Both books in today’s roundup focus on the intersection of art and faith, exploring the ways in which each enriches and enhances the other.
“Movies Are Prayers: How Films Voice Our Deepest Longings” by Josh Larsen (IVP Books, 2017). Foreword by Matt Zoller Seitz.
First I was intrigued by the whole idea of movies as prayers. Then I was thrown by the fact that Josh Larsen kicks off the first chapter in his exploration of this intriguing idea with a look at the movie “Avatar,” which is way way down on my list of films worth considering in any way or for any purpose. But I pushed through, and ultimately, I was very glad I did.
You could say my experience is emblematic of what many Christians will experience while reading Larsen’s book. His very premise has the potential to shake us up — even though he explains early on that if prayer is simply communication with God, then the idea of movies as prayers makes sense. But we have to be willing to trust him as he takes on a journey through a world of film that is vaster and more complicated than many of us have ever realized. Not for him the simplistic formulas and sanitized worlds of contemporary “Christian movies”; he plunges into movies of all sorts, even R-rated ones. “Our prayers, too, are imperfect,” he reminds us. “Some of them might be rated R.” Both prayer and movies, in his words, “are not golden gems of shiny spirituality but messy expressions that reflect the brokenness out of which they’re born.”
As he moves through the various categories of “movies as prayers,” which cover every aspect of the familiar creation/fall/redemption/restoration pattern — from praise to lament to anger to confession to joy — Larsen convincingly drives this point home. With such an enthusiastic and knowledgeable guide, one who understands and cherishes prayer as much as he does films, the journey is one worth taking.

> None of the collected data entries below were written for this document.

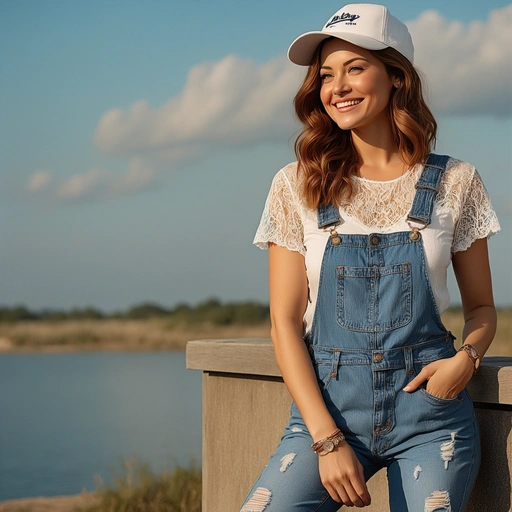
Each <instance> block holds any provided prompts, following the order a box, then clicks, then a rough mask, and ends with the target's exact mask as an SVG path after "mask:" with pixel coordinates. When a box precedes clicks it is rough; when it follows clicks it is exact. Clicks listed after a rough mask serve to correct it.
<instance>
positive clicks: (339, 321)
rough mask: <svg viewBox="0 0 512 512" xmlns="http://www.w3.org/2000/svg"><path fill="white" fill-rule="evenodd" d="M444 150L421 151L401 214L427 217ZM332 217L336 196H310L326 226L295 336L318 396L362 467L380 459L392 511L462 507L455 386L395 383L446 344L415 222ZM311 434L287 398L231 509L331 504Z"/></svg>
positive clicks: (460, 421)
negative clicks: (342, 230) (279, 419)
mask: <svg viewBox="0 0 512 512" xmlns="http://www.w3.org/2000/svg"><path fill="white" fill-rule="evenodd" d="M448 160H449V158H448V157H446V156H440V155H434V154H431V155H430V156H429V158H428V160H427V163H426V165H425V168H424V171H423V173H422V175H421V177H420V179H419V180H418V183H417V185H416V188H417V191H416V195H415V197H414V201H413V204H412V207H411V210H410V212H409V217H408V220H409V221H410V224H411V225H413V223H414V224H416V225H422V227H421V228H420V229H423V227H426V226H428V224H429V223H430V220H431V216H432V211H433V207H434V200H435V197H436V194H437V191H438V187H439V183H440V181H441V177H442V174H443V173H444V172H445V169H446V167H447V163H448ZM339 223H340V216H339V211H338V209H337V208H335V207H333V206H332V205H328V206H325V207H320V208H319V210H318V227H319V229H330V230H331V235H330V237H329V239H328V241H327V244H326V248H325V252H324V256H323V261H322V267H321V272H320V282H319V292H318V299H317V304H316V309H315V313H314V317H313V323H312V328H311V331H310V333H309V334H308V336H307V337H306V339H305V342H306V344H307V345H308V348H309V352H310V354H311V359H312V362H313V365H314V368H315V372H316V375H317V378H318V382H319V386H320V389H321V391H322V394H323V398H324V400H325V403H326V405H327V408H328V409H329V412H330V414H331V415H332V417H333V418H334V421H335V422H336V425H337V426H338V427H339V428H340V429H341V431H342V432H343V433H344V435H345V437H346V440H347V442H348V443H349V444H350V446H351V447H352V448H353V449H354V451H355V453H356V455H357V457H358V459H359V461H360V462H361V464H362V465H363V467H364V472H365V478H366V479H369V478H370V477H371V476H372V475H373V474H375V472H377V471H378V470H379V469H381V468H384V467H385V468H387V473H388V482H389V497H390V508H391V511H392V512H407V511H409V512H434V511H435V512H438V511H449V512H463V510H464V506H465V504H466V503H467V500H468V499H469V494H470V492H471V489H472V487H473V484H474V481H475V479H476V475H477V472H478V467H479V462H480V441H479V432H478V426H477V423H476V418H475V415H474V411H473V406H472V403H471V399H470V397H469V395H468V393H467V391H466V390H463V391H462V392H461V393H460V394H459V396H457V397H455V398H453V399H443V398H438V397H435V396H433V395H431V394H429V393H428V392H427V391H426V389H425V386H423V387H422V388H420V389H419V390H417V391H415V392H413V393H406V392H404V391H402V389H403V387H404V386H406V384H407V383H408V382H410V381H411V380H412V379H413V378H414V377H415V376H416V375H417V374H418V372H419V371H420V370H421V369H422V368H423V367H424V366H425V365H427V364H429V363H431V362H433V361H436V360H438V359H442V358H448V357H452V356H453V355H454V354H455V349H454V346H453V339H454V337H453V335H452V334H451V333H450V332H448V331H447V330H446V329H445V327H444V326H443V324H442V321H441V318H440V314H439V311H438V309H437V305H436V302H435V298H434V295H433V292H432V289H431V286H430V281H429V276H428V273H427V267H426V264H425V253H424V248H423V243H422V237H421V230H420V229H418V228H411V231H403V232H397V233H390V234H381V233H378V234H370V235H357V234H356V235H354V234H352V235H345V234H338V233H337V232H336V226H337V225H338V224H339ZM311 443H312V438H311V436H310V434H309V432H308V431H307V427H306V425H305V424H304V421H303V420H302V417H301V415H300V413H299V412H298V410H297V408H296V406H295V404H292V408H291V417H290V422H289V424H288V426H287V427H286V429H285V432H284V435H283V437H282V439H281V443H280V444H279V446H278V448H277V450H276V452H275V453H274V455H273V456H272V458H271V459H270V462H269V464H268V466H267V467H266V468H265V469H264V470H263V472H262V474H261V476H260V478H259V479H258V481H257V482H256V484H255V485H254V487H253V489H252V490H251V492H250V493H249V495H248V497H247V500H246V502H245V504H244V506H243V507H242V509H241V511H242V512H262V511H265V512H292V511H293V512H296V511H300V512H313V511H322V512H334V511H336V510H338V509H339V507H340V504H339V503H336V502H335V501H334V500H332V498H330V496H329V494H328V493H327V491H326V489H325V488H324V487H323V485H322V483H321V481H320V477H319V472H318V455H317V454H315V453H314V452H313V450H312V449H311ZM327 456H329V455H327ZM372 500H373V501H374V502H376V501H378V500H379V496H372Z"/></svg>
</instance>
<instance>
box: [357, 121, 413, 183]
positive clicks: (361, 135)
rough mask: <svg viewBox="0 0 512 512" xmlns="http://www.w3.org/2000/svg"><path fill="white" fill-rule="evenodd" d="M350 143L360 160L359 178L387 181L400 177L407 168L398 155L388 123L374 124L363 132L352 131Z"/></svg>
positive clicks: (390, 129) (395, 146) (370, 126)
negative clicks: (353, 145)
mask: <svg viewBox="0 0 512 512" xmlns="http://www.w3.org/2000/svg"><path fill="white" fill-rule="evenodd" d="M352 142H353V144H354V147H355V148H356V150H357V152H358V153H359V156H360V158H361V162H362V163H361V165H360V167H359V176H361V177H364V178H368V179H371V180H375V181H389V180H392V179H395V178H398V177H400V176H402V175H403V174H404V173H405V172H406V171H407V168H408V166H407V165H406V164H405V162H404V161H403V160H402V159H401V157H400V154H399V153H398V147H397V146H396V144H395V142H394V140H393V137H392V135H391V127H390V126H389V123H387V125H386V126H377V125H376V124H375V123H374V124H372V125H371V126H369V127H366V128H365V129H364V130H352Z"/></svg>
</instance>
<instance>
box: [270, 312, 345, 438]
mask: <svg viewBox="0 0 512 512" xmlns="http://www.w3.org/2000/svg"><path fill="white" fill-rule="evenodd" d="M271 336H272V341H273V343H274V350H275V354H276V360H277V364H278V366H279V369H280V370H281V374H282V376H283V379H284V382H285V384H286V386H287V388H288V391H289V392H290V395H291V396H292V398H293V401H294V402H295V404H296V406H297V408H298V409H299V412H300V413H301V415H302V418H303V419H304V423H305V424H306V426H307V427H308V430H309V432H310V434H311V436H312V437H313V440H314V441H318V440H319V439H323V438H324V437H326V436H328V435H330V434H331V433H332V432H333V431H334V430H336V423H335V422H334V420H333V418H332V416H331V415H330V414H329V411H328V410H327V407H326V405H325V402H324V400H323V397H322V393H321V391H320V388H319V386H318V382H317V379H316V375H315V372H314V369H313V364H312V362H311V358H310V356H309V353H308V350H307V347H306V344H305V343H304V341H303V339H302V329H301V326H298V325H296V323H295V322H293V321H292V320H291V319H290V320H278V321H274V322H273V324H272V329H271Z"/></svg>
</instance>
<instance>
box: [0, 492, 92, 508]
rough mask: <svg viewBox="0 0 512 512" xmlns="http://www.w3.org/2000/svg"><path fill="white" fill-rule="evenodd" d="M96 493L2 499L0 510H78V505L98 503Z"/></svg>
mask: <svg viewBox="0 0 512 512" xmlns="http://www.w3.org/2000/svg"><path fill="white" fill-rule="evenodd" d="M97 501H98V497H97V496H96V495H95V493H91V492H82V493H80V494H74V495H70V496H50V497H46V496H37V497H32V498H18V499H9V500H6V501H0V512H76V510H77V507H86V506H90V505H94V504H95V503H97Z"/></svg>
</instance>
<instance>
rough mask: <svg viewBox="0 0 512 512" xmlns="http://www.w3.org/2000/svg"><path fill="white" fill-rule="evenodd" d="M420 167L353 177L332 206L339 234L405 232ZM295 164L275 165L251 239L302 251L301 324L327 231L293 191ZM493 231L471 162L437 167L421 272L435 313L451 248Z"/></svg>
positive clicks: (306, 325)
mask: <svg viewBox="0 0 512 512" xmlns="http://www.w3.org/2000/svg"><path fill="white" fill-rule="evenodd" d="M422 170H423V166H421V165H418V166H415V167H413V168H412V169H409V171H407V172H406V173H405V174H404V175H403V176H401V177H400V178H397V179H394V180H391V181H372V180H368V179H365V178H359V177H356V176H354V177H353V178H352V183H353V185H354V193H353V196H352V197H351V199H350V202H349V203H347V204H345V205H342V206H341V207H340V209H339V211H340V215H341V218H342V223H341V225H339V226H338V227H337V228H336V230H337V232H338V233H340V234H371V233H393V232H397V231H409V230H410V227H409V226H408V225H407V223H406V218H407V214H408V213H409V210H410V208H411V205H412V201H413V199H414V194H415V192H416V189H415V184H416V182H417V180H418V179H419V177H420V175H421V172H422ZM299 185H300V176H298V175H297V163H296V162H294V163H291V164H289V165H287V166H286V167H284V168H283V169H281V170H280V171H279V172H278V173H277V174H276V176H275V177H274V180H273V181H272V186H271V188H270V192H269V195H268V197H267V201H266V203H265V208H264V211H263V215H262V217H261V222H260V225H259V227H258V230H257V232H256V236H255V238H254V244H255V245H257V246H258V247H260V248H262V249H266V248H267V247H268V243H269V242H273V243H275V244H276V245H279V246H282V247H286V248H287V249H289V250H291V251H297V252H299V253H301V254H302V255H304V257H305V263H306V272H307V277H308V283H309V303H308V307H307V310H306V313H305V315H304V328H305V332H308V331H309V329H310V328H311V322H312V320H313V314H314V311H315V304H316V298H317V296H318V281H319V278H320V266H321V262H322V257H323V252H324V249H325V245H326V242H327V238H328V236H329V232H328V231H325V230H322V229H318V225H317V212H316V211H313V210H310V209H308V208H307V207H306V206H305V205H304V203H303V201H301V198H300V190H299V188H300V187H299ZM499 230H500V225H499V222H498V219H497V216H496V213H495V211H494V209H493V207H492V205H491V202H490V199H489V196H488V194H487V191H486V190H485V187H484V185H483V183H482V180H481V178H480V176H479V174H478V172H477V171H476V169H475V168H474V167H473V166H472V165H470V164H468V163H465V162H461V161H458V160H455V161H453V164H452V165H451V167H450V168H449V169H448V171H447V172H446V173H445V174H444V176H443V179H442V182H441V188H440V191H439V193H438V195H437V198H436V204H435V207H434V212H433V215H432V222H431V224H430V225H429V226H428V227H427V228H426V229H424V230H423V231H422V237H423V243H424V247H425V257H426V261H427V268H428V274H429V278H430V281H431V285H432V290H433V292H434V297H435V299H436V304H437V307H438V310H439V312H440V313H442V312H443V311H444V310H445V309H446V308H447V307H448V305H449V302H450V297H449V294H448V288H447V283H446V281H447V269H448V266H449V265H450V261H451V255H452V253H455V252H458V251H464V250H466V249H467V248H468V247H469V246H470V245H471V244H472V243H473V242H474V241H475V240H477V239H480V238H484V237H489V236H491V235H493V234H495V233H497V232H498V231H499Z"/></svg>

“Reading for the Common Good: How Books Help Our Churches and Neighborhoods Flourish” by C. Christopher Smith (2016). Foreword by Scot McKnight.
As editor of The Englewood Review of Books, a project of the Englewood Christian Church in Indianapolis, Chris Smith knows books. And church. His engagement with both has taught him that a church that reads together — both Scripture and other works — is likelier both to thrive as a community, and to serve those outside its doors. “Learning and action,” he tells us, are two “interwoven threads,” both of which are needed “in order to sustain healthy, flourishing communities.”
Smith has a number of good ideas about how to encourage churches not only to read, but also to read together. His ideas on community engagement are also innovative and helpful, though at times I found some of his ideas a little too prescriptive and specific; he seemed to think, for instance (if I read him correctly), that political engagement by every church in every community should look pretty much the same. I would have liked to see him allow more for different kinds of communities, different emphases, and different priorities. That aside, however, his book is a deeply valuable resource and a model for Christian engagement with both the world of books and the outside world.